Monday, July 2, 2012

CWY Anniversary

Fun observation.  Today when I logged in, this blog had 11111 views.  That's a fun number.

Yesterday was Canada Day, which marks my anniversary for when I started CWY, and I guess that means it's been six months since I've come back from Africa.  That means I've lived in Canada for twice as I did in Mali, just counting the time since I came back.  Doesn't feel like it.

There was a guy who did the program, who came to do an information session before we left for Mali.  We saw him again during reintegration camp.  It was pretty clear that his experience had not moved far from the forefront of his mind.  There was another guy who did the program last year, who actually returned to Mali during the time that we were there.  It seems like it's an experience that will take years to work down mentally.

It's too bad, you know?  There's a perception in the 1st World that we were born in the best place, and, on the polar opposite, you've got Africa, home of the most 3rd of the 3rd World countries.  Because of that, I very rarely tell people the negative aspects of the culture there, because people are so spring-loaded to jump all over them and condemn the nation as vile, and they ignore all the good stuff I'd said, and won't listen to anything positive I say after that.  I really have to cram the positivity down their throats.  People just want to look down on Africa so badly.

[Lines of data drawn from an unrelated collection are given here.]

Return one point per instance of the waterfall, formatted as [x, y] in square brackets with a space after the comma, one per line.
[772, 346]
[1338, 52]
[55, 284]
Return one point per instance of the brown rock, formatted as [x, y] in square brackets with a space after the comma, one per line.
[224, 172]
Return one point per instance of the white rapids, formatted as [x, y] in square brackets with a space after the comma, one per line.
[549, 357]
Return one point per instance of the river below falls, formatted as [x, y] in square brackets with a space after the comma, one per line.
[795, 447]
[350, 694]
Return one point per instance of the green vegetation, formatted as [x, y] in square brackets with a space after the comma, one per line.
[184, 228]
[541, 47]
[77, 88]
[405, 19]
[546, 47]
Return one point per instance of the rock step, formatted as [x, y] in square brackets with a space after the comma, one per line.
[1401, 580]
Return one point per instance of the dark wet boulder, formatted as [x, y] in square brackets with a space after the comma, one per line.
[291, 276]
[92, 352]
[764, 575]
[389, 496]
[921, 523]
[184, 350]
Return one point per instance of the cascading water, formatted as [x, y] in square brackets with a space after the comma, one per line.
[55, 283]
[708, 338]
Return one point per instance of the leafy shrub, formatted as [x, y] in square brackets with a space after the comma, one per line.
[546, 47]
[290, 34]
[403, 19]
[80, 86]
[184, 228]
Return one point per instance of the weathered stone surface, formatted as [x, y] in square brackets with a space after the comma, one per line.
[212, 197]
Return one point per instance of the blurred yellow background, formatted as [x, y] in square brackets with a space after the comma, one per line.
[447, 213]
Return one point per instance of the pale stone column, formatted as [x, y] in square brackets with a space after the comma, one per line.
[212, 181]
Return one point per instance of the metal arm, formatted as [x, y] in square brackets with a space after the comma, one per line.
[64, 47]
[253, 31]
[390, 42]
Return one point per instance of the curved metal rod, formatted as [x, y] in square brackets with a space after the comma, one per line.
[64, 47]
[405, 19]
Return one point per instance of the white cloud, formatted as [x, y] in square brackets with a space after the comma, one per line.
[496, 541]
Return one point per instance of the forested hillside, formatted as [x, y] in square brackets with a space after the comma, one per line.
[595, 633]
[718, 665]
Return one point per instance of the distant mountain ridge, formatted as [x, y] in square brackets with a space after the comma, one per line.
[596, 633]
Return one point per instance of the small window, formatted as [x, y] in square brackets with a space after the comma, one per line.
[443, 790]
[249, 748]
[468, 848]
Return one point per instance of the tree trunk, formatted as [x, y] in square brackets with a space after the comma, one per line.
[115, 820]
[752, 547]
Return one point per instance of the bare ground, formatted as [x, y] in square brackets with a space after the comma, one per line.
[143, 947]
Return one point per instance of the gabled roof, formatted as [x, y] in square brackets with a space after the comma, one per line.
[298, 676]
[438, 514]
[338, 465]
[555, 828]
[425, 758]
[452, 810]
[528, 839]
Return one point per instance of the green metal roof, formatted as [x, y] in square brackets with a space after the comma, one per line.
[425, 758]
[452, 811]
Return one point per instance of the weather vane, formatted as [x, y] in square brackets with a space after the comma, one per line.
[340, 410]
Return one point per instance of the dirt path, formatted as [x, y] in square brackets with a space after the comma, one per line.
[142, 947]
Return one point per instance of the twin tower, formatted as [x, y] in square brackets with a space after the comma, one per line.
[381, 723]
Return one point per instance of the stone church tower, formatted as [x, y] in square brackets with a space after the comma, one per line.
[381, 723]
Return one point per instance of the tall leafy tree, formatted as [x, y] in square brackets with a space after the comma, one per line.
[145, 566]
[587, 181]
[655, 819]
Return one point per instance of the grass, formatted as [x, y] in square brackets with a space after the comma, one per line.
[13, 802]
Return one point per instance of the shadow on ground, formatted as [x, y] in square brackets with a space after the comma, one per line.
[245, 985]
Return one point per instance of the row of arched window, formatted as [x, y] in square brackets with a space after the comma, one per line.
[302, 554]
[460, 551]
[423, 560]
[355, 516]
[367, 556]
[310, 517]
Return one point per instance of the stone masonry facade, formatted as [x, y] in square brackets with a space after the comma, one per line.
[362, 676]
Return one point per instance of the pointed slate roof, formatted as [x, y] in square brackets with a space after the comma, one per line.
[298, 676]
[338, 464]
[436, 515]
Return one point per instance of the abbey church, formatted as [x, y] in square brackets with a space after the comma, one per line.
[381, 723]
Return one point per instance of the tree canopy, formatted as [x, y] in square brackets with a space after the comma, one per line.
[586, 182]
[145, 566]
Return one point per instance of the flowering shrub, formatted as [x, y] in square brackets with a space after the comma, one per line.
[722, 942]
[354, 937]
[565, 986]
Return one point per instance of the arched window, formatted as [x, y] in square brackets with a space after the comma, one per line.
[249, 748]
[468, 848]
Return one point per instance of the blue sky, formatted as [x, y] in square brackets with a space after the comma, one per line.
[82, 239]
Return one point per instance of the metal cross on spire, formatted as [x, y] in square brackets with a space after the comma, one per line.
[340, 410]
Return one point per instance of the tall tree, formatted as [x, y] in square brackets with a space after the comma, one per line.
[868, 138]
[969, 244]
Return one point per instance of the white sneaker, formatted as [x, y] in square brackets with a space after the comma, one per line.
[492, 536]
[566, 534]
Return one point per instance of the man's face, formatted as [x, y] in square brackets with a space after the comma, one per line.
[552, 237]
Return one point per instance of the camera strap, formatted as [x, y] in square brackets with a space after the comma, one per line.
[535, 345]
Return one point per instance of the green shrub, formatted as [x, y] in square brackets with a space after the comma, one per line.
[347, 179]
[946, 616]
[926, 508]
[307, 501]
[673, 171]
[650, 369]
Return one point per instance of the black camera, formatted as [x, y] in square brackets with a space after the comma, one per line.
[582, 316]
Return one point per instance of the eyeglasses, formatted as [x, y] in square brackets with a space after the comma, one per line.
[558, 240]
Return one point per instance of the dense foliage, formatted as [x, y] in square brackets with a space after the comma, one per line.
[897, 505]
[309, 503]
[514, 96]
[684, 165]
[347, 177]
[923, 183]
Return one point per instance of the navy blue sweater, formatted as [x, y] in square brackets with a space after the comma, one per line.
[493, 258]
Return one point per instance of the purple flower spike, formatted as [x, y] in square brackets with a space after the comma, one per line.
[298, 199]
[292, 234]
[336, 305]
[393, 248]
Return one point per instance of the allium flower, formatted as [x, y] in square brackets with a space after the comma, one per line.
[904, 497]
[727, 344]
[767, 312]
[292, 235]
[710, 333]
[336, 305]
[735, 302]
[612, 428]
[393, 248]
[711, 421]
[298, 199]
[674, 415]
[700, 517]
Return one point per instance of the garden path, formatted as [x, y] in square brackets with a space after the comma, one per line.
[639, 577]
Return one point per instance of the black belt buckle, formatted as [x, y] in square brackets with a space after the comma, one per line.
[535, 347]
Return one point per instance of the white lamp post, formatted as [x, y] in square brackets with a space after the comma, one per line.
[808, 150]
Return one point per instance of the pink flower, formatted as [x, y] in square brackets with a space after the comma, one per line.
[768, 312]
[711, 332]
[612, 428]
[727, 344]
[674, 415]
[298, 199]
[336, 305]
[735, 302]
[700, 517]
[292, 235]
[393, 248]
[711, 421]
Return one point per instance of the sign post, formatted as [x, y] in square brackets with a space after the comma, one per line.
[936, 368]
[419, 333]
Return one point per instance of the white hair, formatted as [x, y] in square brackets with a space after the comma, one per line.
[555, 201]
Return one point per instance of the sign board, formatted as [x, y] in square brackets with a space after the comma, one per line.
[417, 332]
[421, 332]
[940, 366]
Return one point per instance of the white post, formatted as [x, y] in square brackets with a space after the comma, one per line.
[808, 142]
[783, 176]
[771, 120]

1st World media is very unfair to Africa.  I don't know if I got landed in a good place and there are places that are more akin to the 1st World image of Africa, but Mali itself is a fairly bad location even by Africa standards when looked at through 1st World media.  It's in the bottom 20 impoverished nations, and bottom 10 for quality of life for women, which I'm going to call bull on.

I've written a lot of my positive stories on here, but I'm going to have to write my negative ones somewhere separate, not for the public.  It's kind of funny.  Many positive stories I have, I can't put on here, because I can't explain why something was positive without going through a negative experience, whether it's negative because of a Malian or Canadian influence.  I also don't write stories where I come out looking too amazing, because I consider it bragging. I've written a number of stories in that vein, just to delete it before posting.

Oh, by the way, elephants do laugh.  I thought the Malians may have considered the elephants trumpeting to be a form of laughter, but it turns out elephants do straight-up laugh.  There's a number of videos of it that I can't watch on dial-up.

There are blueberries developing on the bushes out here.  When I was a kid, I'd spend hours at a time picking blueberries, which Grandma would bake into pies.  I've always considered blueberries to be a major aspect of my experience up here, and until this visit, I was ignorant to the fact that blueberry season only lasts a couple weeks per year!

1 comment:

  1. I think you may have mentioned this before, but one sad thing is that people "here" (I mean the US, but this may be true of Canada as well) tend to think of "Africa" as one giant blob, as if Egypt, Mali, Ethiopia, and South Africa were all the same ... and yet the same people would laugh hysterically at you if you suggested that Canada, the US, and Mexico were all the same.

    We do have access to opportunities that people in a lot of African countries don't have. We live under governments that are stable for most people's values of "stable". (They may have various degrees of corruption, but it's been 150 years since there was armed insurrection in the US - I'm not familiar enough with Canadian history to give a similar date.)

    But that doesn't mean that Malians all live poor lives, or that North Americans all live good lives. Your life is really only measurable in the context in which you live it: after all, that's the context in which you make your decisions. If my air conditioner breaks down, it doesn't help me to know that Malians deal with significantly hotter temperatures. (Of course it gets much, much colder in Fishers than in Bamako; tolerating summer heat would put me in quite a bind when winter came around.) Malians aren't living lesser lives simply because Xbox Live isn't available there.

    We're luckier down here. Blueberry season seems to last much longer, through July and August. (The hotter weather, perhaps? Wonder if that means blueberry season now is even longer.) I wouldn't have known except for my friends who go to farmers' markets and such. It's hard to buy fresh produce for a single person - it's expensive in small quantities and can go bad quickly in larger ones. (One can always freeze, I guess, but I don't have a big freezer - and that is, as they say, #firstworldproblem.)